How do you determine if something is backdated
Discussion
I feel like any use of UNTIL that is past current system time should be considered backdated and future events not broadcasted.
How do we determine current system time
NTP? Idk
Certain users in my timeline reliably make posts that my client perceives as “future” by just a few seconds.
Nostr is absolutely not a synchronized protocol, nor does it need to be.

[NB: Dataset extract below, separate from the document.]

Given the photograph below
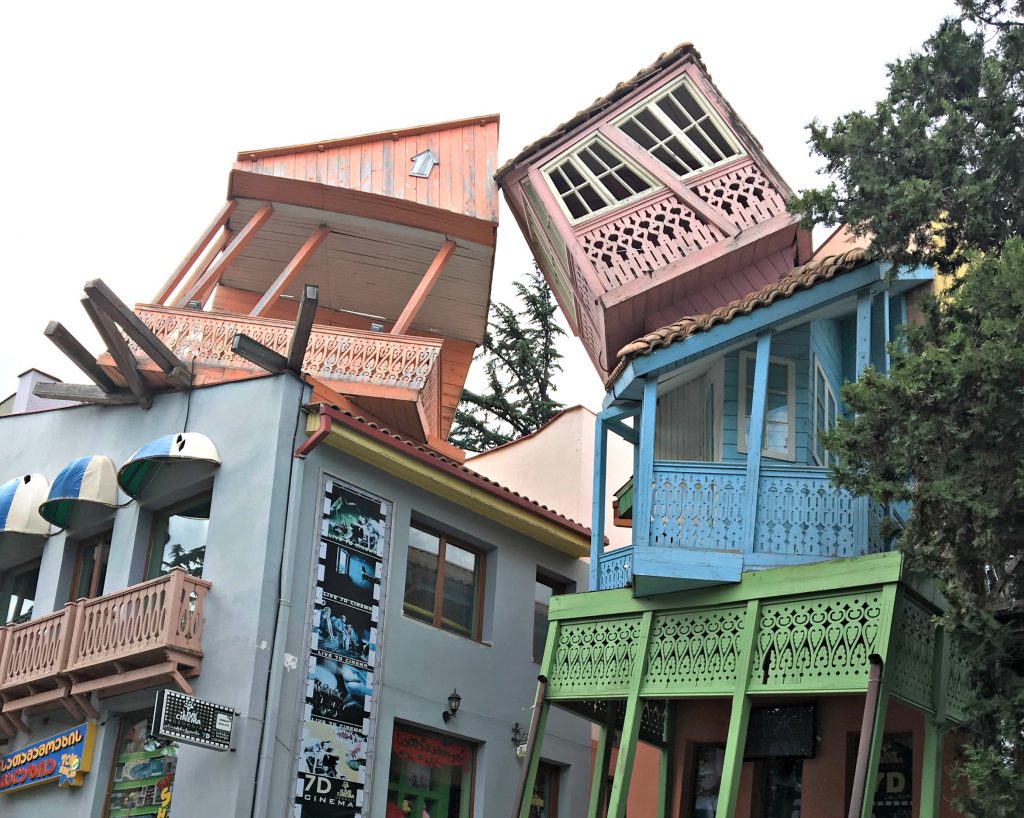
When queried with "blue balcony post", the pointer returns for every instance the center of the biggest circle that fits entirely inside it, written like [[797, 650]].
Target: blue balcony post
[[644, 474], [755, 441], [597, 502]]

I believe the docs encourage for clients to stay within ~10 minutes or something like that.
That said, I think it’s perfectly reasonable not to relay newly created events in real time to my client if I’m filtering UNTIL some date that’s clearly not present time.
Let me wrap my head around this so I'm on the same page..
As the client you're stipulating an until value based on what you perceive to be current time.
The relay may have a different current time, and may interpret your request to be a few seconds into the future.
Id assume (possibly wrongly) that a relay is either going to have a future tolerance for time drift if it has a rule about not yielding events it perceives to be in the future... Or, it's agnostic and keeps the channel open and keeps returning any new events it receives that are dated before the until value the client provided.
My experience calling relays is limited. I was using fiatjaf nostr client written in go and it's relay pool model was keeping connections open pretty much indefinitely. Without rewriting the relay pool to be more relay friendly, I was using it to listen for new events, and then periodically killing the process and reinitializing a new one with an updated since value. In this scenario I got events since that time, and new ones created in the future after my request was started.